Samstag, 30. April 2016

Spargelsuppe mit Bacon

Endlich wieder Spargelzeit! Spargelsuppe sollte immer dabei sein, wenn man Stangenspargel isst, weil das ansonsten bedeuten würde, dass man wichtigen Rohstoff entsorgt und sich um den Genuß bringt. Wer will das schon? Wenn ich am Wochenende Spargel kaufe, dann nehme ich immer mindestens 500 Gramm mehr, um noch genug Einlage für eine Spargelsuppe zu haben, die ich zusätzlich zu den Spargelschalen und Abschnitten für eine Spargelsuppe verwenden kann.   



Zutaten:

1 Kilo Spargel (wenn man ausschließlich Suppe macht)
3 Kartoffeln
Sahne
Salz
Pfeffer
Zucker
Kresse
Bacon
1 Limette
evtl. Weißwein

Ich kaufe am Samstag immer zwei Kilo Spargel, wenn mit der Preis passt. Da gehe ich ins Risiko und kaufe immer erst kurz vor Feierabend ein. Mit Glück liege ich dann für die zwei Kilo irgendwo zwischen 7 und 10 Euro. Wenn das dann nicht klappt, weil schon alles ausverkauft ist, gehe ich auch mal in der Woche, wenn ich selbst Feierabend habe, in den Supermarkt und schaue, ob es preislich passt. Irgendwie komme ich am Ende jedenfalls auf mein Spargelpensum.


Wenn ich nur eine Spargelsuppe kochen will, reicht mir ein Kilo Spargel.  


Ein Kilo Spargel hinten abschneiden und rundherum schälen


Mein Kartoffelprofi Margarete (4) schält mir in der Zwischenzeit die Kartoffeln in Restaurantqualität. Ich bin immer wieder beeindruckt, wie sauber und geduldig sie die schält.


Zwei Liter Wasser in den Topf kippen.


Die Spargelabschnitte und Schalen ins Wasser legen.


Zucker


Ein Esslöffel Meersalz



Pfeffer aus der Mühle


Den Saft einer halben Limette in den Topf geben


Das sind die Spargelstangen, die erst später in die Suppe kommen sollen


Der ist natürlich schon geschält, weil die Schalen für den Sud gebraucht werden. Deswegen schlage ich den Spargel in ein Leinentuch ein und packe den Spargel in den Kühlschrank, damit der Spargel nicht wieder holzig wird.
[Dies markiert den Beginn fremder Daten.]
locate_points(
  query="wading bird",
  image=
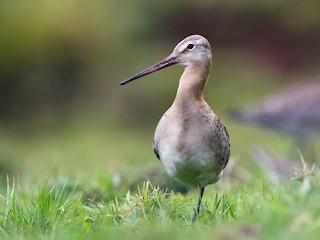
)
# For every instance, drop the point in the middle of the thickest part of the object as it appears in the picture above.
(190, 140)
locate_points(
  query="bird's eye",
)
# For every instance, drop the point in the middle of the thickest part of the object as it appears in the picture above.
(190, 46)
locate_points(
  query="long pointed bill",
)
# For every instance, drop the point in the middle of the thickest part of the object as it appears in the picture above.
(168, 61)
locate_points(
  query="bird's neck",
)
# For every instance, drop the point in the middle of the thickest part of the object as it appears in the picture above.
(191, 83)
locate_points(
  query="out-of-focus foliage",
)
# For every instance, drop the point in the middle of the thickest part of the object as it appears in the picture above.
(62, 52)
(61, 63)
Ich brauche für die Suppe nur drei Kartoffeln, aber ich lasse immer gleich mehr schälen. In diesem Fall rief das Jungvolk nämlich Kartoffelnudeln aus und wenn ich schon gerade Margarete zur Verfügung habe....
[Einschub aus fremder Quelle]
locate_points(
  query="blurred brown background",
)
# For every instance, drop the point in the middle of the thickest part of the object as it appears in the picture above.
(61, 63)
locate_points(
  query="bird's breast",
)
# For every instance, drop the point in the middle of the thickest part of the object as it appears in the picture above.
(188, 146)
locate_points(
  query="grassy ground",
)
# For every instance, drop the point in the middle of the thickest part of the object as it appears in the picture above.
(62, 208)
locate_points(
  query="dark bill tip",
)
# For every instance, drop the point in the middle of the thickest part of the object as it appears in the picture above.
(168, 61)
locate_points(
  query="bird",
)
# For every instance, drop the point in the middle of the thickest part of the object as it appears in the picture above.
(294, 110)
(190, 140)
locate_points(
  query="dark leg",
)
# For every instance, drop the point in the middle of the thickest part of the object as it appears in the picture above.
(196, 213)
Den Spargelsud mindestens 20 Minuten auskochen und dann durch ein Sieb in eine Schüssel abkippen


Die ungenießbaren Feststoffe verbleiben im Sieb. Der Spargelsud kommt wieder zurück in den Kochtopf.
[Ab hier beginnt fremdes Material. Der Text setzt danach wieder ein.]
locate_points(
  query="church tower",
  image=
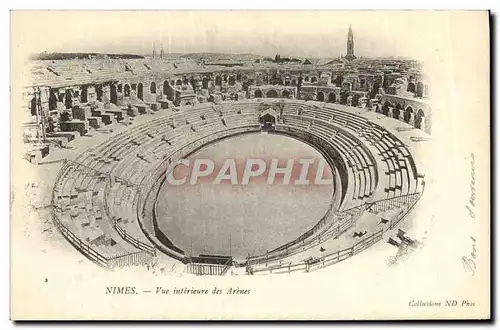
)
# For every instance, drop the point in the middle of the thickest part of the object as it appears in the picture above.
(350, 45)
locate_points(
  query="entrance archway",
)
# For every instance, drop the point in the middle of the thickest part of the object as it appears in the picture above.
(113, 94)
(140, 91)
(126, 90)
(343, 98)
(419, 118)
(68, 99)
(396, 111)
(204, 83)
(168, 90)
(355, 100)
(385, 108)
(407, 114)
(272, 93)
(33, 106)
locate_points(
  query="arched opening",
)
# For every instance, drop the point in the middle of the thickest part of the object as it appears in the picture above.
(272, 93)
(267, 121)
(99, 92)
(168, 91)
(385, 108)
(396, 111)
(83, 96)
(338, 80)
(140, 92)
(355, 100)
(68, 99)
(343, 98)
(407, 114)
(419, 118)
(52, 100)
(33, 106)
(113, 94)
(374, 90)
(204, 83)
(411, 88)
(420, 89)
Jetzt wird der Spargel für die Suppe noch einmal aufgeteilt.


Die Spargelspitzen, die man später auch in der Suppe sehen soll, verbleiben im Leinentuch und 5 Zentimeter darunter, schneide ich die Spargelstangen ab.



Den Spargel in kurze Stücke schneiden. Der dient auch noch dem guten Geschmack der Suppe und wird später püriert.


3 Kartoffeln in Scheiben schneiden.


Die Kartoffelscheiben kommen auch in den Suppentopf


Im Topf sollen 4 Liter Flüssigkeit sein. Ich habe vorhin mit 2 Liter Flüssigkeit angefangen und habe jetzt auf 4 Liter aufgefüllt. Nochmal Zucker, Salz und Pfeffer aus der Mühle dazu geben. Beim Salz unbedingt Platz zum Nachsalzen lassen.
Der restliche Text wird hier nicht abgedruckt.